Pourtant, malgré ces fâcheuses dispositions de la nature, la nouvelle ville européenne fondée en 1846, est en train de devenir une des plus grandes cités de l’Orient. Sa population augmente dans des proportions inconcevables ; les églises, les maisons, les magasins s’y élèvent comme par enchantement ; c’est aujourd’hui le centre d’un commerce immense.

Les résidants européens-y vivent dans l’aisance, et même dans le luxe ; il s’y est fait des fortunes inouïes grâce à la plus-value toujours croissante des terrains ; les Chinois riches étant venus eux-mêmes s’établir dans les concessions étrangères, pour échapper aux rebelles Taï-pings, les maisons, malgré la rapidité des constructions nouvelles s’y louent de vingt à cinquante mille francs. C’est que Shang-haï, à part la magnificence de son port, est placée dans une position unique à l’entrée du Grand-Fleuve et du canal Impérial, par lesquels s’alimente tout le commerce de la Chine intérieure.

La ville chinoise, qui compte, dit-on, une population de trois cent mille âmes, est laide et sale, et ne contient d’autres monuments remarquables que ses murailles qui ont vingt-quatre pieds de haut et une circonférence de six à sept kilomètres.

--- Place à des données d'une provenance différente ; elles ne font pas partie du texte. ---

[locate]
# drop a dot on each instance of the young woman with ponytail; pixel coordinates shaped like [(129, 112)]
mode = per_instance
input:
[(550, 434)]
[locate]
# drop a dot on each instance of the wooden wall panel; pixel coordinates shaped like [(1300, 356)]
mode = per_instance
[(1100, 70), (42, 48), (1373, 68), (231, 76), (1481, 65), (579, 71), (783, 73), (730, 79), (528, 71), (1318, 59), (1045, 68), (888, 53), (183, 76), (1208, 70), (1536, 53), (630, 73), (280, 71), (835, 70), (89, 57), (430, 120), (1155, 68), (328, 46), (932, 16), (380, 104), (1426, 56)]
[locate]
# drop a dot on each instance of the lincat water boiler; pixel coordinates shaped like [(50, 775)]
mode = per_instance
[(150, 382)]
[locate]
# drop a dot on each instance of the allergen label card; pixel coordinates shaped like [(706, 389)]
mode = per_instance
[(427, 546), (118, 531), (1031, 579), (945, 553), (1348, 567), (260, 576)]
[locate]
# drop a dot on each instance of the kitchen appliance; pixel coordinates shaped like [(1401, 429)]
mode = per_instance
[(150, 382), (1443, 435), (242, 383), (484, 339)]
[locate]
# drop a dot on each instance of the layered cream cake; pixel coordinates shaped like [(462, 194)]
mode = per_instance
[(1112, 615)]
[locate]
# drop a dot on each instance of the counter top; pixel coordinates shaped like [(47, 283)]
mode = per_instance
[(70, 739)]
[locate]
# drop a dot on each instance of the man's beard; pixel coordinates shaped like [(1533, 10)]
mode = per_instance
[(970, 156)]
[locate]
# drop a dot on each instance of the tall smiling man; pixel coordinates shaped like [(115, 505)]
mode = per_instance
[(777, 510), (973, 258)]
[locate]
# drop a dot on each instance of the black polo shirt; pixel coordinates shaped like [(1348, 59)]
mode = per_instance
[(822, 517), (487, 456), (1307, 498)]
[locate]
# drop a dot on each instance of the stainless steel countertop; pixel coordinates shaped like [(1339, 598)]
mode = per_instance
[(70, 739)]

M. et Mme de Bourboulon se trouvaient à Shang-haï dans un moment ou le séjour de cette triste ville était rendu plus triste encore par la présence des rebelles qui la tenaient presque assiégée. Formés en quatre bandes distinctes, sous les ordres de deux chefs qui s’intitulaient les lieutenants de Taï-ping-honang, le prétendu descendant de la dynastie des Mings, ils pillaient et dévastaient le pays environnant.

L’organisation du pillage et du meurtre par les Taï-pings, qui ne forment plus aujourd’hui qu’une vaste jacquerie, était vraiment remarquable : les quatre bandes, représentées par quatre bannières, noire, rouge, jaune et blanche, ont chacune une mission à remplir :

La bannière noire est chargée de tuer ;

La bannière rouge d’incendier ;

La bannière jaune de piller, et d’arracher par des supplices, l’argent des victimes ;

La bannière blanche d’approvisionner les autres de vivres.

Déjà, ils s’étaient emparé de la grande ville de Sou-Tcheou et de Kia-Hing, située à vingt kilomètres de Shang-haï. Leurs partis venaient battre la campagne jusqu’auprès de la ville.

Mais nous laisserons parler Mme de Bourboulon qui a consigné fidèlement les violentes impressions qu’éprouvaient alors tous les résidants européens.


Shang-haï, 15 août 1860[1].

« Nous vivons dans un état d’alarme perpétuelle. Chaque jour, de mes fenêtres, je vois passer sur le fleuve, les cadavres des malheureux massacrés par les Taï-pings. Ces affreuses épaves annoncent leur approche.

« On s’attend d’un moment à l’autre à ce que la ville soit attaquée.

« Les rebelles s’imaginent que les concessions européennes contiennent des richesses immenses.

« Il faut convenir que le moment serait bien choisi pour tenter un coup de main : la grande expédition du Nord[2] nous a enlevé les troupes qui assuraient la sécurité de la ville ; et tous les bâtiments de guerre ayant été mis en réquisition pour les transports, il ne nous reste plus que les stationnaires, qui font la police du port.

  1. Les guillemets indiquent les notes écrites, en Chine même, par Mme de Bourboulon.
  2. Au moment où ces lignes étaient écrites, les généraux de Montauban et Grant attaquaient les forts du Peï-ho, à la tête de l’armée anglo-française soutenue par les flottes combinées.